Before shutting the door on this project, I wanted to take the time to gather some thoughts, impressions, and learnings from this entire experience:
- Probably the toughest part of any given problem was just getting started. I would often read the prompt and think, "How am I even supposed to solve this?" and then set it aside. Once I started writing code in an editor, I always was able to find the solution eventually, even if it took all day. Getting some code down, even it's trivial, gave me something to build off of and always lead to progress.
- I used these challenges as a way to learn Python, a popular language I wasn't super familiar with. I figured that it would be a good tool for this, since it has simple syntax for string and list manipulation, which came in handy for most of the problems. Overall, I wouldn't say Python is my favorite language, and I would rather not build an API or web application with it like I would with Typescript or C#. Despite this, I definitely learned how great that language can be at wrangling data, and even Python's object-oriented classes grew on me towards the end. It'll be good to have some Python experience in my toolbox if I ever do want to perform more data or analytics-oriented work.
- In addition to learning a new language, these challenges forced me to heavily consider data structures and algorithms more than I typically do, since many of these problems can simply not be solved in a reasonable time without optimization. I had to refresh myself on algorithms and other CS concepts I hadn't worked with much since college, so it was a lot of fun to get out of my comfort zone of building typical web applications. I feel like I have gained a new appreciation for the theoretical aspects of computer science now that I have years of software engineering experience under my belt.
- I really enjoyed the problems that made use of the IntCode computer first introduced on the second day.

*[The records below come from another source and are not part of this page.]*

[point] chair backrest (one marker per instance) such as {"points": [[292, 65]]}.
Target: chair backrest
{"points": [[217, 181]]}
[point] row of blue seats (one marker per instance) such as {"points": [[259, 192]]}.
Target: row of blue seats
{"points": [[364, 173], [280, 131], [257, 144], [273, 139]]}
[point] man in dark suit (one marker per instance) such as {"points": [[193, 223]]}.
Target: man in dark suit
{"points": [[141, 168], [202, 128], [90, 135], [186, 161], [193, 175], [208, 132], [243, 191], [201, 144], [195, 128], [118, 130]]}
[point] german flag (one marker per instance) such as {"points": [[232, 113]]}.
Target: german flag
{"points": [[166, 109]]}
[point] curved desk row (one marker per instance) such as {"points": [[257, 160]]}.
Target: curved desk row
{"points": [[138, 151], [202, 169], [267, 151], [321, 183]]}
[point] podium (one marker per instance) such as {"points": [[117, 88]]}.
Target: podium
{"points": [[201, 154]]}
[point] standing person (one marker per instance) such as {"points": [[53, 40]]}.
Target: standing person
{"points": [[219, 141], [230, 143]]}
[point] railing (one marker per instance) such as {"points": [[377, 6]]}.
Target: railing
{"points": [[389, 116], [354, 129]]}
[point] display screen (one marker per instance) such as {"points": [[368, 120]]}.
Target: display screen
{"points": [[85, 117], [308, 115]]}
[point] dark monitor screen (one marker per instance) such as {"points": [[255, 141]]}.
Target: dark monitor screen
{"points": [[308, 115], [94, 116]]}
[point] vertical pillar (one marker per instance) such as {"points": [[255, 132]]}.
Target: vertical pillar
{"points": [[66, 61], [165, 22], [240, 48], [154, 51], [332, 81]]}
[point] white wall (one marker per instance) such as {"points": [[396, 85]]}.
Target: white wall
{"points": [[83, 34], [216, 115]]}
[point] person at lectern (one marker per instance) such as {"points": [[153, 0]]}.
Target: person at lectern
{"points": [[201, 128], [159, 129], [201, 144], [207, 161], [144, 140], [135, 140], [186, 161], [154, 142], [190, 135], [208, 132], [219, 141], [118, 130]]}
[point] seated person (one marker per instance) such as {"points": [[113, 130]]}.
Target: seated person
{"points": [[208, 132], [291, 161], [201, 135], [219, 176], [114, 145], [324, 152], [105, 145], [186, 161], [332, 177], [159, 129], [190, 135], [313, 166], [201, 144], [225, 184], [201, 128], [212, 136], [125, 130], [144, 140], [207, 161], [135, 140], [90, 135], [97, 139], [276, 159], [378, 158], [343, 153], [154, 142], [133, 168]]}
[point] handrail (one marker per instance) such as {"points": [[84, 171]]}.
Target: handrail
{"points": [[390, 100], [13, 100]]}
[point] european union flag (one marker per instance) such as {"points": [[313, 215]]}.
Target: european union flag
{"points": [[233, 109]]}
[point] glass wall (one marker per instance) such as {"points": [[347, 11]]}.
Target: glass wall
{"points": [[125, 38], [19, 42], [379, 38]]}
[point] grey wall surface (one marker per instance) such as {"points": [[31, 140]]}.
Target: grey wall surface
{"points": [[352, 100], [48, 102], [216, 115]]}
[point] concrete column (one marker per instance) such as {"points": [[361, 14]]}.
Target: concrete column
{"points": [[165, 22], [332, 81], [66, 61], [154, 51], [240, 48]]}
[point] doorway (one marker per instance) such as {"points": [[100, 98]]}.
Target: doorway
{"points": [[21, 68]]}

At first, I loathed these problems, but as I continued to improve my
IntCode class I soon found these to be some of the most fun. Having a recurring component pop up in nearly half the problems encouraged writing code that is maintainable, rather than something that was ugly but functional.
- There were some problems where I was clearly over my head, and I wound up having to look for help in the Advent of Code subreddit. At first, I was rather ashamed of having to find help, but I came to terms with seeking out help as long as I was still learning and not just cooking copy-pasta. That said, Day 22's second part was absolutely brutal and required modular math that I'm not even sure I saw in college. Without the help of others, I'd likely never even have had a realistic chance to solve that problem.

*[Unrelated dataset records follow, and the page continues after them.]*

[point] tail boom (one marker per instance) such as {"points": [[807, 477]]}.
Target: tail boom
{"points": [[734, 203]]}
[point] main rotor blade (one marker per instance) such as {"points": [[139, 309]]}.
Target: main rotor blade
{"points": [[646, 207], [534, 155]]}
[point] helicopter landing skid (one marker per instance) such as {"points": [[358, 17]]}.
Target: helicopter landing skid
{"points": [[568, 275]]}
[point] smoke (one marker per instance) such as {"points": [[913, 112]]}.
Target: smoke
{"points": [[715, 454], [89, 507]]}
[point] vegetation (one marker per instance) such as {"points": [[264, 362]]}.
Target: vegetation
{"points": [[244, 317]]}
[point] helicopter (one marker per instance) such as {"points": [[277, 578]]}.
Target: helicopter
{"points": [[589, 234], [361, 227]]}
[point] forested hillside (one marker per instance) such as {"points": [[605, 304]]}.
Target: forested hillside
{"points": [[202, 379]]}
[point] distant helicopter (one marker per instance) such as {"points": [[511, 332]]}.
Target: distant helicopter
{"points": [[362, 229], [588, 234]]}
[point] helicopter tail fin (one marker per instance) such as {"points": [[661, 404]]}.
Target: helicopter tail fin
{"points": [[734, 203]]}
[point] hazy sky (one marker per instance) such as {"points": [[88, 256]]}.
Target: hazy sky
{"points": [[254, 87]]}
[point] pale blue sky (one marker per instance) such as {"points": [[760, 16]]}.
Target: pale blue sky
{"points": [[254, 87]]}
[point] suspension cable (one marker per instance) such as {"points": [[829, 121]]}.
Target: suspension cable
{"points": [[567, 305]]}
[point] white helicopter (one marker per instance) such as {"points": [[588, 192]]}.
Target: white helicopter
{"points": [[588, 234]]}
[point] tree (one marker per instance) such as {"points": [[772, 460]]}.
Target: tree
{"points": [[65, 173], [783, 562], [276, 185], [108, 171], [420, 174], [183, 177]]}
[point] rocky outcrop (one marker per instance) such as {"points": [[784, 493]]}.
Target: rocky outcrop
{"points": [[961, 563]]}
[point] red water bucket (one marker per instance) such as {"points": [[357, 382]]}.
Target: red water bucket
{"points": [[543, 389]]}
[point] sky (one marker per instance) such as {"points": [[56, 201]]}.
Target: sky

- One downside to looking at the AoC subreddit was that it gave me a mild case of Imposter Syndrome. There were a bunch of other programmers out there who seemingly were able to solve the problems both more quickly (clearly, since it took me months to finish) and efficiently. While it was a bit discouraging at first, I tried to remember that relatively few even attempted this challenge, and fewer still stuck with it to the end. Out of everything, just seeing this challenge through to completion is probably my proudest accomplishment.
At this point, I'm not sure if I'll take on 2020's challenge when December rolls around. While I enjoyed many of the problems and learned a lot along the way, there were also many hours of frustration during the holidays and beyond. Advent of Code has taken up a lot of the free time that I can allocate to coding for fun, and now that I'm done I'm looking forward to moving on to something new.